With the digital landscape changing constantly and costly updates flooding the market, it can be difficult to identify which innovations provide a real benefit to your business and which are a waste of money. For all web masters, the performance of their website and its search engine ranking is a constant concern, second only to the security of their users and their site.
A switch to HTTPS is the answer many have been looking for, offering them both enhanced website security and an SEO boost.
What is HTTPS?
HTTPS stands for Hypertext protocol secure. It’s a device that protects a user’s data, encrypting it to keep it safe from ‘eavesdroppers’, and ensuring that it can’t be modified during transfer. In contrast, existing HTTP sends all user data in plain text format, which means that information like credit card numbers and contact details can easily be read by any hacker who manages to break into the connection.
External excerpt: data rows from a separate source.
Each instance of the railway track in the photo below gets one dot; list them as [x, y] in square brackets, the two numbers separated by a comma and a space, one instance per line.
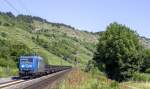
[10, 83]
[38, 83]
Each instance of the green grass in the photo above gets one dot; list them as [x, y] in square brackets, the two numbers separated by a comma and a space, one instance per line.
[57, 42]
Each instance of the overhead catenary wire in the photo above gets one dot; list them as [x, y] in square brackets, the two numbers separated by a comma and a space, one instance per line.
[12, 6]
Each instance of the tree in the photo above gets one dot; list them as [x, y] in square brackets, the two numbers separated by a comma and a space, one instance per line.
[119, 53]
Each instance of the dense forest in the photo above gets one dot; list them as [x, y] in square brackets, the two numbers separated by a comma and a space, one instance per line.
[120, 54]
[57, 43]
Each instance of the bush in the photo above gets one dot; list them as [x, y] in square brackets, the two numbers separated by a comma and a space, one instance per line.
[6, 24]
[119, 51]
[141, 77]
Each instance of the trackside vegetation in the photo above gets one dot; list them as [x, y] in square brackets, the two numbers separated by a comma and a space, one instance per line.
[119, 53]
[57, 43]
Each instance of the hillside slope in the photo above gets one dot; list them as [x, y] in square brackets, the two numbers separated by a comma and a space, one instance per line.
[58, 44]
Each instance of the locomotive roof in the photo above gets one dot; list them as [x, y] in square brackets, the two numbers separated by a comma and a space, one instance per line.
[31, 57]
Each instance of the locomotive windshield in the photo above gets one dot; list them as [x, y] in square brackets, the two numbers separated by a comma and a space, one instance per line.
[26, 60]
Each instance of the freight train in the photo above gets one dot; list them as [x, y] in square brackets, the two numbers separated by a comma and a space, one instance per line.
[34, 66]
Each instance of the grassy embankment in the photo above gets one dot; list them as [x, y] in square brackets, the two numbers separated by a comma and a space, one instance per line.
[77, 79]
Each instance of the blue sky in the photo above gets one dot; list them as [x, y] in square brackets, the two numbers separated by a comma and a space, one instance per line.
[91, 15]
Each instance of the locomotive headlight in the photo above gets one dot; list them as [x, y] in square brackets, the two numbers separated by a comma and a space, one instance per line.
[22, 66]
[29, 65]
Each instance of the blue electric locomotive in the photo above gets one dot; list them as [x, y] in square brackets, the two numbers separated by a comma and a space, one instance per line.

By authenticating a communication between a user and a site, HTTPS ensures your visitors know they are dealing directly with you, not a hacker sitting in the middle. A fan of anything that increases user experience, Google has announced that going HTTPS (i.e., adding an SSL 2048-bit key to your site) will also be worth a few more points in the SEO stakes.
Secure Socket Layers (SSL)
Secure socket layers (SSL) is something you’ll see referenced frequently when it comes to HTTPS. Installed directly onto your web server, these small data files add a cryptographic key to the files on your site, activating the HTTPS protocol and securing connections between website and server. In short, they are the encryption device HTTPS relies on to increase website security.
The Benefits of SSL
Google’s announcement that HTTPS sites will get a small SEO boost over those running HTTP means that adding an SSL 2048-bit key is valuable even if your site doesn’t manage credit cards or contact information.
It is also worth noting that traffic from HTTPS sites to HTTP will no longer show up as referral data on your Analytics dashboard; they’ll show as direct traffic instead. While this might not be an issue now, as more sites change to HTTPS, it is likely to affect the amount of actionable insight available to HTTP web masters. This means that businesses that make the switch will have a better understanding of exactly where their traffic is coming from, potentially putting them miles ahead of the competition when it comes to targeting specific audiences.
HTTPS and SSL will effectively put an end to man-in-the-middle cyber-attacks on client data, boosting website security by preventing third party interference. The protocol also encrypts URLs and protects browsing history as well as credit card numbers.
As HTTPS sites gain popularity and the benefits of this encryption device become more widely known, consumers will begin to attach higher levels of trust to websites running the new protocol. This means that protecting your website security today could help increase brand trust tomorrow.